Surrey Hospitals Foundation
vs
Losing Patients

Faced with having to send away critically ill patients to surrounding hospitals, Surrey Hospitals Foundation needed to rally the community to keep care at home.

  • Advertising Campaign
  • Brand Strategy
  • Broadcast Production

Tale of the tape.

Despite being the fastest-growing city in Canada, Surrey has had a net decrease in pediatric beds over the past two decades and has only received four new maternity beds in the last 21 years.

Unbelievable, right? But wait—it gets worse.

Due to a lack of government funding, Surrey is also unable to treat the three leading causes of sudden death—major heart attacks, stroke, and stage three trauma. Insufficient infrastructure means critically ill patients are forced to leave Surrey every day to receive urgent care in other cities. Sometimes the extra travel time can mean the difference between life and death.

Creative knockout.

Our “Leaving Surrey” campaign caught the public’s attention, the ear of BC’s politicians, and opened donors’ wallets by introducing Surrey residents to the panic-stricken world of patients being sent out of the city. Showing first-hand how the additional trauma of leaving home affects a young girl with a life-threatening emergency, a heart-attack victim, and a woman going through labour.
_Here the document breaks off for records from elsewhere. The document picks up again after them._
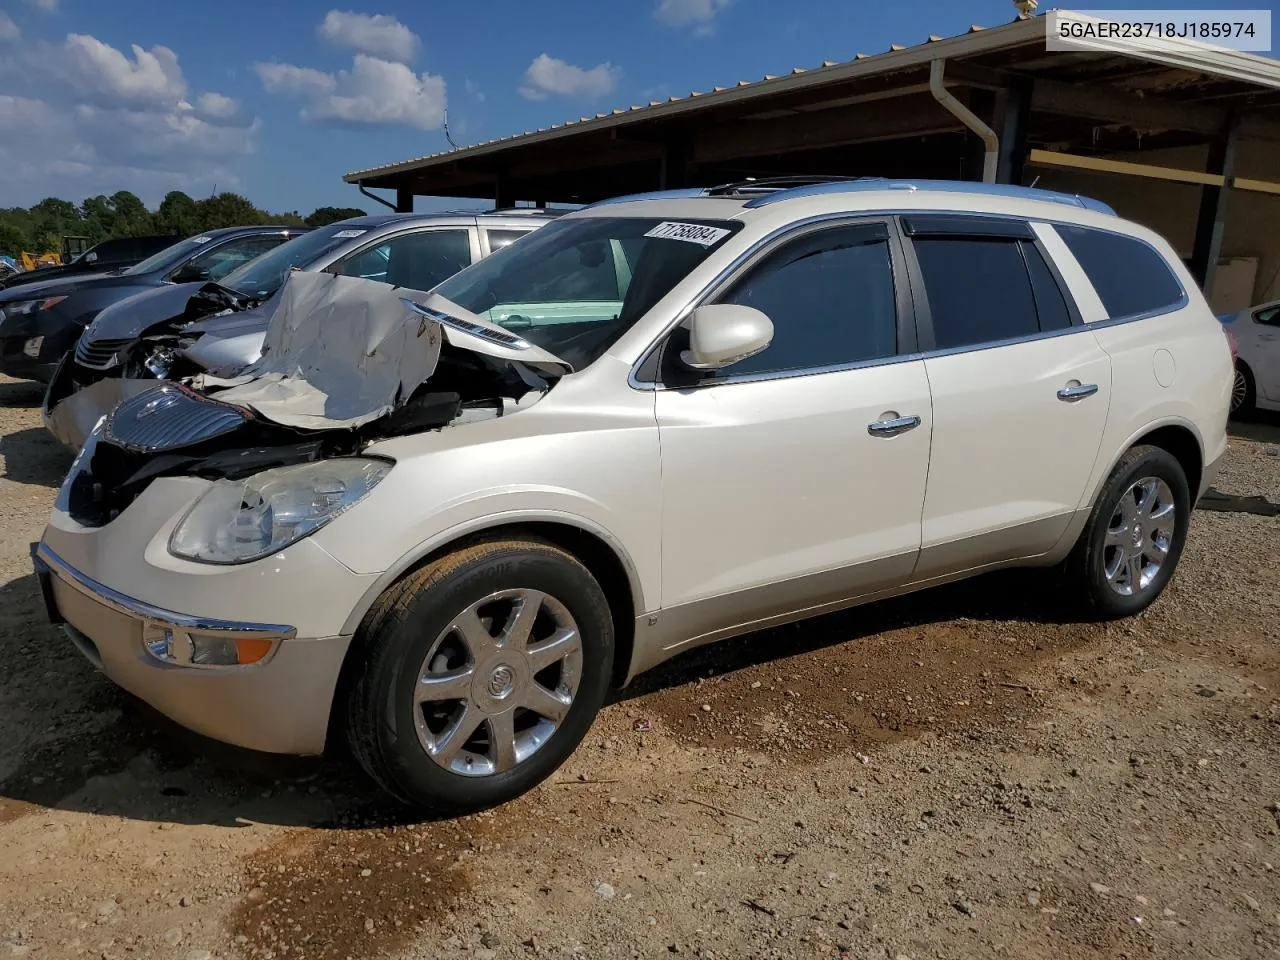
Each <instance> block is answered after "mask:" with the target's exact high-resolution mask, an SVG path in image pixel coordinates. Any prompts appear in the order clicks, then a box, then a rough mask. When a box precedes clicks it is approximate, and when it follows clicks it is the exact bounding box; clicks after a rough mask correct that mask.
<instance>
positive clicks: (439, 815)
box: [346, 540, 614, 817]
mask: <svg viewBox="0 0 1280 960" xmlns="http://www.w3.org/2000/svg"><path fill="white" fill-rule="evenodd" d="M531 604H536V612H535V613H534V614H532V616H526V617H524V618H522V617H520V616H518V614H520V612H521V611H527V609H529V608H530V605H531ZM472 613H474V614H475V616H474V617H472V616H471V614H472ZM526 627H527V634H525V630H526ZM508 631H509V637H508ZM575 632H576V636H577V648H576V653H575V648H573V641H572V639H571V635H572V634H575ZM485 635H488V636H485ZM522 635H525V636H527V637H529V643H527V644H522V643H520V639H521V636H522ZM504 637H506V640H504ZM357 643H360V644H361V648H360V654H361V659H358V660H357V662H355V663H353V664H352V667H351V668H352V669H355V671H356V676H353V677H352V681H351V684H349V690H348V695H347V701H346V726H347V742H348V746H349V748H351V753H352V755H353V756H355V759H356V760H357V763H358V764H360V765H361V767H362V768H364V771H365V772H366V773H367V774H369V776H370V777H371V778H372V780H374V782H375V783H378V785H379V786H380V787H381V788H383V790H384V791H387V792H388V794H390V795H393V796H396V797H398V799H399V800H402V801H403V803H406V804H410V805H412V806H415V808H417V809H420V810H421V812H424V813H426V814H429V815H439V817H454V815H461V814H466V813H474V812H476V810H483V809H486V808H489V806H494V805H497V804H502V803H506V801H507V800H511V799H513V797H516V796H518V795H521V794H524V792H526V791H529V790H531V788H532V787H534V786H536V785H538V783H540V782H541V781H543V780H545V778H547V777H548V776H550V774H552V773H553V772H554V771H556V769H557V768H558V767H559V765H561V764H562V763H563V762H564V760H566V759H567V758H568V755H570V754H571V753H573V750H575V749H576V748H577V745H579V744H580V742H581V740H582V737H584V736H585V735H586V731H588V730H589V728H590V726H591V722H593V719H594V718H595V714H596V713H598V712H599V709H600V707H602V705H603V703H604V698H605V694H607V692H608V686H609V677H611V676H612V668H613V646H614V634H613V617H612V613H611V611H609V604H608V600H607V599H605V595H604V591H603V590H602V589H600V585H599V584H598V582H596V581H595V579H594V577H593V576H591V575H590V572H588V570H586V567H584V566H582V564H581V563H580V562H579V561H577V559H576V558H573V557H572V556H571V554H568V553H566V552H564V550H561V549H559V548H557V547H553V545H550V544H548V543H543V541H540V540H500V541H486V543H480V544H475V545H471V547H466V548H462V549H460V550H457V552H454V553H449V554H447V556H444V557H440V558H439V559H436V561H433V562H431V563H429V564H426V566H425V567H422V568H420V570H417V571H415V572H413V573H410V575H408V576H406V577H404V579H403V580H401V581H399V582H398V584H396V585H394V586H392V588H390V589H388V590H387V591H385V593H384V594H383V595H381V596H380V598H379V599H378V602H376V603H375V604H374V607H372V609H371V611H370V613H369V616H367V617H366V618H365V622H364V625H362V627H361V632H360V635H358V636H357ZM550 643H556V644H558V645H557V646H549V645H548V644H550ZM526 648H527V649H529V650H532V654H530V653H526ZM557 655H558V657H559V659H556V660H549V659H548V658H550V657H557ZM468 663H470V677H468V676H467V669H468V667H467V664H468ZM420 672H421V676H422V680H424V684H425V682H428V680H430V684H431V689H430V690H428V691H426V694H425V695H426V698H428V699H425V700H424V701H421V703H419V701H416V696H415V691H416V690H417V687H419V676H420ZM550 684H556V686H554V689H552V687H550V686H549V685H550ZM535 686H536V687H539V689H538V690H534V687H535ZM424 690H425V687H424ZM549 691H550V692H549ZM548 698H550V699H548ZM525 703H532V704H535V707H536V709H529V708H526V707H524V705H522V704H525ZM539 710H540V712H539ZM508 718H509V719H508ZM472 723H475V724H476V726H475V728H474V732H472V733H471V735H470V736H462V735H465V733H466V731H467V728H468V727H470V726H471V724H472Z"/></svg>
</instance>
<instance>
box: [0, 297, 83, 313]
mask: <svg viewBox="0 0 1280 960" xmlns="http://www.w3.org/2000/svg"><path fill="white" fill-rule="evenodd" d="M64 300H67V297H44V298H42V300H14V301H10V302H8V303H5V305H4V306H3V307H0V316H3V317H10V316H33V315H36V314H40V312H44V311H45V310H50V308H51V307H56V306H58V305H59V303H61V302H63V301H64Z"/></svg>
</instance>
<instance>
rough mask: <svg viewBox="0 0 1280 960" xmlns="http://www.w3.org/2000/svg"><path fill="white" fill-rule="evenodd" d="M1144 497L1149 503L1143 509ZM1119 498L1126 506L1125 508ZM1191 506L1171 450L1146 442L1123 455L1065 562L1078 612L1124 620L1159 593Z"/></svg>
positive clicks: (1080, 532) (1183, 478)
mask: <svg viewBox="0 0 1280 960" xmlns="http://www.w3.org/2000/svg"><path fill="white" fill-rule="evenodd" d="M1149 492H1153V493H1155V498H1153V502H1152V504H1151V509H1146V511H1144V507H1146V500H1144V497H1146V494H1147V493H1149ZM1126 497H1128V498H1129V500H1128V502H1129V504H1132V506H1124V500H1125V498H1126ZM1170 507H1171V512H1170V513H1162V511H1165V509H1167V508H1170ZM1190 509H1192V498H1190V490H1189V488H1188V484H1187V474H1185V472H1184V471H1183V467H1181V465H1180V463H1179V462H1178V460H1176V458H1175V457H1174V456H1172V454H1171V453H1169V452H1167V451H1165V449H1161V448H1160V447H1147V445H1139V447H1134V448H1133V449H1130V451H1129V452H1128V453H1125V454H1124V456H1123V457H1121V458H1120V462H1119V463H1116V466H1115V468H1114V470H1112V471H1111V476H1108V477H1107V481H1106V484H1103V486H1102V492H1101V493H1100V494H1098V499H1097V500H1096V502H1094V504H1093V509H1092V511H1091V513H1089V518H1088V521H1087V522H1085V525H1084V530H1083V531H1082V532H1080V539H1079V540H1078V541H1076V544H1075V548H1074V549H1073V550H1071V554H1070V557H1068V561H1066V575H1068V582H1069V585H1070V588H1071V589H1074V590H1076V591H1078V593H1079V596H1080V599H1082V602H1083V604H1084V607H1085V609H1087V611H1088V612H1089V613H1091V614H1093V616H1096V617H1101V618H1107V620H1110V618H1119V617H1129V616H1133V614H1135V613H1138V612H1140V611H1143V609H1146V608H1147V607H1148V605H1149V604H1151V603H1152V602H1153V600H1155V599H1156V598H1157V596H1160V594H1161V593H1162V591H1164V589H1165V586H1166V585H1167V584H1169V580H1170V577H1172V575H1174V570H1175V568H1176V567H1178V561H1179V558H1180V557H1181V553H1183V545H1184V544H1185V541H1187V527H1188V522H1189V520H1190ZM1135 531H1137V532H1135ZM1139 540H1140V545H1139ZM1161 548H1162V549H1161ZM1134 557H1137V559H1135V561H1133V559H1132V558H1134ZM1157 561H1158V562H1157ZM1112 571H1114V572H1112ZM1108 573H1110V575H1108ZM1134 581H1137V590H1134V588H1133V584H1134Z"/></svg>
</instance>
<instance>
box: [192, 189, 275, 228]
mask: <svg viewBox="0 0 1280 960" xmlns="http://www.w3.org/2000/svg"><path fill="white" fill-rule="evenodd" d="M196 214H197V221H198V224H200V229H202V230H215V229H218V228H219V227H251V225H255V224H260V223H265V221H266V215H265V214H264V212H262V211H261V210H259V209H257V207H256V206H253V205H252V204H250V202H248V201H247V200H246V198H244V197H242V196H241V195H239V193H216V195H214V196H211V197H209V198H207V200H200V201H196Z"/></svg>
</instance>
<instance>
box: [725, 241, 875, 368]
mask: <svg viewBox="0 0 1280 960" xmlns="http://www.w3.org/2000/svg"><path fill="white" fill-rule="evenodd" d="M877 233H878V230H869V229H868V228H867V227H849V228H837V229H832V230H824V232H822V233H818V234H812V236H809V237H804V238H801V239H797V241H795V242H792V243H788V244H786V246H785V247H782V248H781V250H777V251H774V252H773V253H771V255H769V256H768V257H767V259H765V260H764V261H763V262H762V264H759V265H758V266H755V268H754V269H753V270H751V271H750V273H749V274H748V275H746V276H745V278H744V279H742V280H740V282H739V283H737V284H735V285H733V288H732V289H731V291H730V292H728V294H727V296H724V297H722V298H721V302H723V303H741V305H744V306H749V307H755V308H756V310H759V311H762V312H763V314H765V316H768V317H769V320H772V321H773V342H772V343H771V344H769V346H768V348H765V349H764V351H763V352H760V353H756V355H755V356H754V357H748V358H746V360H744V361H741V362H739V364H733V365H732V366H731V367H728V369H727V370H726V371H724V375H726V376H737V375H741V374H771V372H782V371H788V370H808V369H813V367H822V366H831V365H840V364H854V362H858V361H864V360H876V358H879V357H890V356H893V353H896V352H897V307H896V302H895V296H893V266H892V259H891V256H890V247H888V241H887V239H886V238H883V236H877Z"/></svg>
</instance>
The campaign became the catalyst Surrey Hospitals Foundation and city’s healthcare practitioners needed to publicly voice their concerns. And it worked.

In June 2023, BC’s health minister, Adrian Dix, announced he would be expanding Surrey Memorial Hospital and increasing the capacity for more patient care—including two new cardiac cath labs by 2025.

The success of this campaign means fewer residents will have to leave Surrey to receive the urgent care they need.

This year, the Surrey Hospitals Foundation took the unprecedented step of working with Full Punch to develop “Leaving Surrey,” an advocacy campaign designed to highlight the human impact of underinvestment in Surrey’s healthcare ecosystem. It exceeded all expectations. The campaign served as a catalyst for a wide range of affected stakeholders to speak out in support of SMH. The result was a powerful allyship and an amplified and shared message of support. Within months of the campaign launching, the government responded by publicly acknowledging Surrey Memorial’s important lifesaving role for South of the Fraser residents. They announced an immediate infusion of hundreds of millions of dollars in investment and a long-term plan to redress chronic underfunding.